As of today, AI assistants cannot guarantee reliable real‑time availability and pricing information, which creates uncertainty for users and pushes them back toward the traditional channels they already know. And the mechanism that is solving this limitation does not require hotels to implement anything themselves. Booking.com and Expedia have been integrating their inventories directly with ChatGPT and other assistants for months through agreements that individual hotels cannot replicate. When the consideration phase effectively shifts into the AI environment, it is most likely to be resolved by showing intermediary results with structured data, massive inventory, and real‑time pricing—the same pattern seen with Google. The direct channel gained visibility, yes, but while competing disadvantaged against intermediaries that were better prepared and had greater negotiating power.

It is worth remembering that semantic HTML and structured data from schema.org have been standards for years and today form the foundation on which LLMs build their responses. Active management of Google Business Profile feeds verified information directly into Google’s assistant. Presence on review platforms that assistants already consult systematically builds authority that is transferred into generated answers. These are decisions with proven impact today, not dependent on whether a specific technical standard eventually prevails.

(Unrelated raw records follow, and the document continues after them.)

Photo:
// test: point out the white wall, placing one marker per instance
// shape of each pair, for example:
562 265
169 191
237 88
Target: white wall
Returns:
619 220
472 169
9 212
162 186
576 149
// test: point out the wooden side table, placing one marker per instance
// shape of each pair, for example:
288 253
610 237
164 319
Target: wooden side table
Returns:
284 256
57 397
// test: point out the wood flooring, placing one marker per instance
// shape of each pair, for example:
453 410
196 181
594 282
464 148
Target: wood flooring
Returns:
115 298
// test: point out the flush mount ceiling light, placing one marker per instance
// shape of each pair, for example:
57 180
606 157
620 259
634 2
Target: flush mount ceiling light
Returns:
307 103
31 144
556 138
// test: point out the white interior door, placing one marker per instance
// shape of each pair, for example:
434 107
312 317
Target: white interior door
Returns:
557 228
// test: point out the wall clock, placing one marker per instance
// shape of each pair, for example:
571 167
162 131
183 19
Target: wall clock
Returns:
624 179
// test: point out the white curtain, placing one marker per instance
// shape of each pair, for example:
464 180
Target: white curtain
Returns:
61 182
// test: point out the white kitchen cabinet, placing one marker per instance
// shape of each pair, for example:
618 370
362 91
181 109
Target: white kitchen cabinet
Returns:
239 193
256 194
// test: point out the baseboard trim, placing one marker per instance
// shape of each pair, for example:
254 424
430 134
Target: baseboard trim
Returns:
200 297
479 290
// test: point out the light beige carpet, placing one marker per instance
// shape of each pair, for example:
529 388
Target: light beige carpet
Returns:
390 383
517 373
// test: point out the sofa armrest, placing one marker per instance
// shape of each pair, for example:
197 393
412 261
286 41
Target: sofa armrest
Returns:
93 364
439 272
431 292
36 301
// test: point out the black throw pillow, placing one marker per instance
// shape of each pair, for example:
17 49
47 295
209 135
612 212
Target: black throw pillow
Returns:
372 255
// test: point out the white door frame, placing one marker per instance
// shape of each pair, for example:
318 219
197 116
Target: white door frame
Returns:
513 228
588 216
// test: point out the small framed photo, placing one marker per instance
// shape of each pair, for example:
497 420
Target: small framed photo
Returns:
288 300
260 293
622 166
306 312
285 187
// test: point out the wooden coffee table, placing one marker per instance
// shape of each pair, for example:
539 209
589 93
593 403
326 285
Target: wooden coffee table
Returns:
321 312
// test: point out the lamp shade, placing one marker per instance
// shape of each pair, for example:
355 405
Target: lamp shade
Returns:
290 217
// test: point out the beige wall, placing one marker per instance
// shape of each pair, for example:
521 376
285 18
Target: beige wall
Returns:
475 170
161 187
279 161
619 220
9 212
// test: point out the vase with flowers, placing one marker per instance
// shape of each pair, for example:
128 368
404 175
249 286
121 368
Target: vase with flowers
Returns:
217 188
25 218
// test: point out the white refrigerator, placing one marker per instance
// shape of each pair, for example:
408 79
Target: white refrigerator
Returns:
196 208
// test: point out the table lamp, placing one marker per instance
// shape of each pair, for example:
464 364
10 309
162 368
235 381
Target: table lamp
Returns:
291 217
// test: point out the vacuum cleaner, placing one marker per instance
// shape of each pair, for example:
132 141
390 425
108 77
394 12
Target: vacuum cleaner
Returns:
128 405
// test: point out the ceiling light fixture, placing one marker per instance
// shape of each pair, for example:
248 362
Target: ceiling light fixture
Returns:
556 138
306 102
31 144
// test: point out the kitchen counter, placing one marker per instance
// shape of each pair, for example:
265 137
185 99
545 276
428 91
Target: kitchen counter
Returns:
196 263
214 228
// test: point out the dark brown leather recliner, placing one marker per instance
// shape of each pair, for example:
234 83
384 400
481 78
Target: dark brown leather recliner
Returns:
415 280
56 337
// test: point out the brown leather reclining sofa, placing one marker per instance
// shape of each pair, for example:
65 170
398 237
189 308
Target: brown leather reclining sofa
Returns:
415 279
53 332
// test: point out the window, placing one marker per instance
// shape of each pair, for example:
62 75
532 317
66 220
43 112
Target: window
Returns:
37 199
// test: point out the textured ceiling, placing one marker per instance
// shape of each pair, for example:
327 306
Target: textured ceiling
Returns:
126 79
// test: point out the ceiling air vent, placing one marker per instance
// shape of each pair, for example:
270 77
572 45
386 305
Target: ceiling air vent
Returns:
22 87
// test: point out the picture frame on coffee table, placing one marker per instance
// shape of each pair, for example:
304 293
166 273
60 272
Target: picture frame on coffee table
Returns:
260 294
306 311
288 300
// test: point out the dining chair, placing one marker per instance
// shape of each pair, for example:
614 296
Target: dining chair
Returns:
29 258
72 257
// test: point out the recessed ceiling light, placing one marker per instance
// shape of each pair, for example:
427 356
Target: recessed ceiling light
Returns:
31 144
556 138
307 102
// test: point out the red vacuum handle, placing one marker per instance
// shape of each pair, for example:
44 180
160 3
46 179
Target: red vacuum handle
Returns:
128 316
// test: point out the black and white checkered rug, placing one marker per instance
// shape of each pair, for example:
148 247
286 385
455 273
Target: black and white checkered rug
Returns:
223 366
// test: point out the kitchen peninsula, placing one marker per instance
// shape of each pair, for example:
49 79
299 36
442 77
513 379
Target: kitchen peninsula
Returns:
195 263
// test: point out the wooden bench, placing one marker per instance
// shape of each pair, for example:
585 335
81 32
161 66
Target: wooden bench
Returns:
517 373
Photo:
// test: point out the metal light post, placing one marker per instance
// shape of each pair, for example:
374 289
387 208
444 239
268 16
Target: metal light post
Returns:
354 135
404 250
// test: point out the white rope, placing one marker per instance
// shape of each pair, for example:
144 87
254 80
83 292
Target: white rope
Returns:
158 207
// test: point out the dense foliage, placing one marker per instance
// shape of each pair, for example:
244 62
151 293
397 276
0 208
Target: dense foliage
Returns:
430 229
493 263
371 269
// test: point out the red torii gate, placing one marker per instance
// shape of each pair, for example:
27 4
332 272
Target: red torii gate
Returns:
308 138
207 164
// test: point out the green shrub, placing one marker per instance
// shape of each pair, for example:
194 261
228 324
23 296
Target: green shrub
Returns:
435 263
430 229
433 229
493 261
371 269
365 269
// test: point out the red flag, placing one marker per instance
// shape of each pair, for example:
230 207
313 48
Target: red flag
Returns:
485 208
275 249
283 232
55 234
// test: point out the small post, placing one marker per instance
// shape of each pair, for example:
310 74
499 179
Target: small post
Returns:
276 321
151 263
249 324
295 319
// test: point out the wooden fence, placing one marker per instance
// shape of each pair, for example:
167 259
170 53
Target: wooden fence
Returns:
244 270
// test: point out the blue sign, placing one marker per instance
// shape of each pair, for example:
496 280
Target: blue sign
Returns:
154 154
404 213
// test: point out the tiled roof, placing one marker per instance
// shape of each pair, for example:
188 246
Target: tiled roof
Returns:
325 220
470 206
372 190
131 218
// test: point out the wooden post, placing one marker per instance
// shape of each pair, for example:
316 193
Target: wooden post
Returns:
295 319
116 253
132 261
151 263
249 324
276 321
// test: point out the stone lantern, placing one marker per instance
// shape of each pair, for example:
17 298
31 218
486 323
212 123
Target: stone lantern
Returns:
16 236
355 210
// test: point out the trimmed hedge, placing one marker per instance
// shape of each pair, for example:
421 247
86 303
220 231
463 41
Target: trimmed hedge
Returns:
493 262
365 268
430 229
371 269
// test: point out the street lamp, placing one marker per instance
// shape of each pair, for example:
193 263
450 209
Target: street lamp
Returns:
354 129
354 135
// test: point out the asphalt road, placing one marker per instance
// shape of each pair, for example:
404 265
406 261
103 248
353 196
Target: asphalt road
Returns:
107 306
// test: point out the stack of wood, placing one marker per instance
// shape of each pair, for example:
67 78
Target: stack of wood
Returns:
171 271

That artificial intelligence will transform hotel distribution is not up for debate. But if we look at real data, it is worth noting the SparkToro and Datos (Semrush) study published in 2026, which debunks—at least for desktop and laptop usage—one of the most repeated mantras in the travel sector recently: the supposed rise of AI‑driven searches. An article we have already discussed previously and that can be consulted at the following link.

In the age of artificial intelligence, it may not be those who are most visible or who deploy the most technical layers who win, but—just as has historically happened in hotel distribution—those who best understand the logic of the system and manage their resources most wisely. Those with inventory, reputation, and solid agreements with the platforms users already rely on. Preparing the technical infrastructure is a legitimate bet. Presenting it as the only possible strategy or as a guarantee of future competitiveness, however, is an oversimplification that prudent hoteliers should evaluate with all the nuances on the table.